例えばAI関連の処理ではGPUやAIアクセラレーターが使われることが多く、シミュレーションにおいても、CPUのみの単一アーキテクチャですべてのワークロードに対応するのは難しくなっている。そのため、「開発スタックの複雑さが増している」と竹田氏は話す。アーキテクチャごとに個別のプログラミングと開発ツールを用意し、学習する。またプラットフォームごとにコードを書き直す必要もあった。そのため開発コストや市場投入するまでの時間もかかっていたという。oneAPIは各種ハードウェアの違いを抽象化してこれらの問題を解決する。
「開発者はoneAPI のプログラミングモデルに従ったコードを一つ書くだけでさまざまな環境で動かすことができる」と竹田氏。現在、oneAPIはLinux Foundation傘下のマルチアーキテクチャ、マルチベンダーのアクセラレーター・ソフトウェア・エコシステムを構築するオープンな団体「Unified Acceleration(UXL)Foundation」のプロジェクトとして、仕様策定が行われている。元々インテルが主導していたこともあり、インテルは同団体の主要メンバーの1社。ヘテロジニアス・システムを開発ターゲットにしているエンジニアにとっても、見逃せないセッションだろう。
技術講演2では、「マルチプラットフォーム・プログラミングの現状と可能性」をテーマに、インテル関連のソフトウェア開発情報を発信している「iSUS」の編集長である菅原清文氏が登壇し、oneAPI環境でのCPU、iGPU、NVIDIA GPU、そしてAMD GPUを活用するSYCLによるプログラミングが紹介される。SYCLはクロノスグループが定義する、ヘテロジニアス・システム向けの並列プログラミングを可能とするためのオープンな標準仕様。ベンダー依存から解放されるだけではなく、「パフォーマンス的にも優れている」と竹田氏は言う。

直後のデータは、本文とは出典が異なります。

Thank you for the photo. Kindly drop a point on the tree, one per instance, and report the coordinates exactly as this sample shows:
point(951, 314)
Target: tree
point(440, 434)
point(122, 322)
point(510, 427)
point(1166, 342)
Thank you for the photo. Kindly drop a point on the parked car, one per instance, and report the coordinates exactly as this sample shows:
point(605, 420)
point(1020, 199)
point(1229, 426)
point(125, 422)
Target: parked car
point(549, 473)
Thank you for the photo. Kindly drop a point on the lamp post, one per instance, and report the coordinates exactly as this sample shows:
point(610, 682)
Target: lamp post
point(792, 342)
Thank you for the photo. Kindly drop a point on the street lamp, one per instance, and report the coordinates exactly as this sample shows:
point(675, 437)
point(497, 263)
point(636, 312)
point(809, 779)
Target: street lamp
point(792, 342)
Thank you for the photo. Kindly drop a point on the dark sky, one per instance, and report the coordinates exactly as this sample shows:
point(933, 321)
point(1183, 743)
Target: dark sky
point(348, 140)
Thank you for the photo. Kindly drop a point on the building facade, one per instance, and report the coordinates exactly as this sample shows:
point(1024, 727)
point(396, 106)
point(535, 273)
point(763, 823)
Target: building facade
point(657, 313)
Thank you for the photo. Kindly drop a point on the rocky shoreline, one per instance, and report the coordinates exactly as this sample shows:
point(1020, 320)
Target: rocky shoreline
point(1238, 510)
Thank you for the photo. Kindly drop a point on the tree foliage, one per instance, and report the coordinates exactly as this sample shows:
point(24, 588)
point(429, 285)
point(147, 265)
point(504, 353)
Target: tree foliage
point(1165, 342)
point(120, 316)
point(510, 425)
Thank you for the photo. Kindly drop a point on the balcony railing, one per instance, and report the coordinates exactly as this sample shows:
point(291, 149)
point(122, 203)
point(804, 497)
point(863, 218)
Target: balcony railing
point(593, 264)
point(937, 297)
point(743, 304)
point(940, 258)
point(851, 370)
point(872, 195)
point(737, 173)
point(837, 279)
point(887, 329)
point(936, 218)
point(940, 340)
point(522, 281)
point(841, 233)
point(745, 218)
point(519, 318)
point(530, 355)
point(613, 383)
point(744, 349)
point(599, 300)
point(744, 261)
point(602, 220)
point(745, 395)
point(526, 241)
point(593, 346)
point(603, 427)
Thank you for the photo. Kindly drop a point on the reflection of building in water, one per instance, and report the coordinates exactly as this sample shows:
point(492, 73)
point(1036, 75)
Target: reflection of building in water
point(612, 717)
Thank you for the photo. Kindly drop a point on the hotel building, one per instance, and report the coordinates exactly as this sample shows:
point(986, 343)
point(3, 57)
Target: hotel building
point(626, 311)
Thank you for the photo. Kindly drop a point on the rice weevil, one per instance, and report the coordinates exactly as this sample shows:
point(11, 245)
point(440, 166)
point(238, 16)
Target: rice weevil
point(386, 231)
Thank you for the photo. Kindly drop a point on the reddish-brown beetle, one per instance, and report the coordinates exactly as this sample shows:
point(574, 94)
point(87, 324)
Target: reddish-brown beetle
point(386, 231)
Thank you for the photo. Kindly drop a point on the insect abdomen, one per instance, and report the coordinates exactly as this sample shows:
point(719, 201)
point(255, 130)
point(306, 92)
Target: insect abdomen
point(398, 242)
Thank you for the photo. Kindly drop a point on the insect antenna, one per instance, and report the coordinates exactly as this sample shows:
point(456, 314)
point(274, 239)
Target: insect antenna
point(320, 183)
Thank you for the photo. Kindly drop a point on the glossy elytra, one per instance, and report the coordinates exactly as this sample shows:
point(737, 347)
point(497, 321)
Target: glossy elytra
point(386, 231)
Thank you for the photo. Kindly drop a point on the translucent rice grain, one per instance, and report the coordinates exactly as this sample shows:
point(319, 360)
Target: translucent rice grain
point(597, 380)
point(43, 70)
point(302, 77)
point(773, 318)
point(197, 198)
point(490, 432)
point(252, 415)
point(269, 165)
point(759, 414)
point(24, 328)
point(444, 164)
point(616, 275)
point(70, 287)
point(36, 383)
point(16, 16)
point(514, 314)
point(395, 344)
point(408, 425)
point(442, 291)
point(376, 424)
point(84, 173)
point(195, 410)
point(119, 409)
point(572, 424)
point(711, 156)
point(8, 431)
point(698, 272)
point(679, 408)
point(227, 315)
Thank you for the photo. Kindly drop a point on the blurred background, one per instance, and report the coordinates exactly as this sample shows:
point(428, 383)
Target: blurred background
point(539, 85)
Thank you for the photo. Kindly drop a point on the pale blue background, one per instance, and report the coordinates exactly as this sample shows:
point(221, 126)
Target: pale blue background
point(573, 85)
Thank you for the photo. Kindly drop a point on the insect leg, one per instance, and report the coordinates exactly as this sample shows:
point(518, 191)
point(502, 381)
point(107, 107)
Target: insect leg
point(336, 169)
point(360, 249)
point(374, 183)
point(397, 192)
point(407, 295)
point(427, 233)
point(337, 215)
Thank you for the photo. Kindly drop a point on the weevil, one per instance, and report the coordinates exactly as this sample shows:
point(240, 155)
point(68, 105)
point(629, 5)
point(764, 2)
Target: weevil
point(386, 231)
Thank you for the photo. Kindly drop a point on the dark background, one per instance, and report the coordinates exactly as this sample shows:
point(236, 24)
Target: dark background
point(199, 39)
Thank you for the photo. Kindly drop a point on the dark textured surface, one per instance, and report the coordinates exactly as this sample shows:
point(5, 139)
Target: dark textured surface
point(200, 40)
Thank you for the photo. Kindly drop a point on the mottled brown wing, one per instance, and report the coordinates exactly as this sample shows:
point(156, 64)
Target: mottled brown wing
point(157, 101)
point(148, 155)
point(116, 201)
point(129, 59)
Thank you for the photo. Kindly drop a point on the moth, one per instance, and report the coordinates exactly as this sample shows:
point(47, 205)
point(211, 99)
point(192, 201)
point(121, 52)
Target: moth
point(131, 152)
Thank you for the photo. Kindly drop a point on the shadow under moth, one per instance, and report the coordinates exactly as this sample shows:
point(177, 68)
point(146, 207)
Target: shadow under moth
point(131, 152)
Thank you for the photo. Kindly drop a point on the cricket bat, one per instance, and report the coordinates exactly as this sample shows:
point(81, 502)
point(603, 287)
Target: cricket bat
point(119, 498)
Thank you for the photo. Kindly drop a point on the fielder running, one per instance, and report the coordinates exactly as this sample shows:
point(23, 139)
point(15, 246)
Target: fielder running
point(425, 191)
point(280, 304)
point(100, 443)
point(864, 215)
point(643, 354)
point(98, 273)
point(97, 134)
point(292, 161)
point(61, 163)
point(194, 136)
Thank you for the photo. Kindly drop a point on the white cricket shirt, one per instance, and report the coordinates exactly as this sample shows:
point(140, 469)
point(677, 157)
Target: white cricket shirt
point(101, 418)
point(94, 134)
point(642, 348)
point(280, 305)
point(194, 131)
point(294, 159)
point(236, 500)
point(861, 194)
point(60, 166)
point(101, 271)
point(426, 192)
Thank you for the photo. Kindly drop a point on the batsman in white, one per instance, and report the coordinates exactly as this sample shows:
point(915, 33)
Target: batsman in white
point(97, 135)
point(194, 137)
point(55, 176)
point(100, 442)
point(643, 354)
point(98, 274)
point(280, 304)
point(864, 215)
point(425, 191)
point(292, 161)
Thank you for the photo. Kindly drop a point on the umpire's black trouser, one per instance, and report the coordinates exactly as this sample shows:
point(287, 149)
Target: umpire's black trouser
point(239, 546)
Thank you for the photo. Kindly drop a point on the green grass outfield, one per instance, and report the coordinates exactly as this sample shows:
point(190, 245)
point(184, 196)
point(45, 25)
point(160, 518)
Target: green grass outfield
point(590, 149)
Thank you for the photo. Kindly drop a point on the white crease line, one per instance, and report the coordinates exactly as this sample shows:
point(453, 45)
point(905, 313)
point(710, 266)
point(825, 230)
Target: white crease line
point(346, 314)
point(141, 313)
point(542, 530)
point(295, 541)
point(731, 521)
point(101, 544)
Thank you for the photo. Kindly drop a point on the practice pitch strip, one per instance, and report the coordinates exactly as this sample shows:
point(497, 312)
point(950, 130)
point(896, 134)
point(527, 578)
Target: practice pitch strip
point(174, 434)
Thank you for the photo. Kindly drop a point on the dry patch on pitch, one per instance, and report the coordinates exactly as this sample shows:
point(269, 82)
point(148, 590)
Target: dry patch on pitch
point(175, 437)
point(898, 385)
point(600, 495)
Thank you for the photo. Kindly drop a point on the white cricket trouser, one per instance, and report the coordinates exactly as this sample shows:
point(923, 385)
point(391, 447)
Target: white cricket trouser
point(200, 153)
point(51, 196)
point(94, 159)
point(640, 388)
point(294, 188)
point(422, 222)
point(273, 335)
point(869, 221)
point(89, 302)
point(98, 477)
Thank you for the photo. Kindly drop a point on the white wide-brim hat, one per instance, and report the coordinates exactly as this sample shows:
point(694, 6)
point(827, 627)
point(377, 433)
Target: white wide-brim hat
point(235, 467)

インテルの子会社の一つである Codeplay Software 社が実施したベンチマークによると、NVIDIA GPU開発のネイティブツールであるCUDAで実装したものに匹敵するパフォーマンスが出たという。

「SYCLを使うメリットは他のハードウェアでも動かせるだけではなく、パフォーマンスもある程度担保できること」と竹田氏は言う。SYCLの利用事例を知りたいという人は、エクセルソフトの中村弘志氏の技術講演3「HPCコードにおけるSYCLの利用事例:OpenFDTD_SYCL」を聴講してほしい。同セッションでは、とあるコミュニティー・ユーザーの尽力により、オープンソースの電磁界シミュレーター・ソフトウェア「OpenFDTD」をSYCLに対応させた「OpenFDTD_SYCL」が公開され、NVIDIAのGPUに加え、インテルのGPUでも利用できるようになった。この取り組みを例に、HPC向けプログラムコードへSYCLを適用する方法が紹介されるという。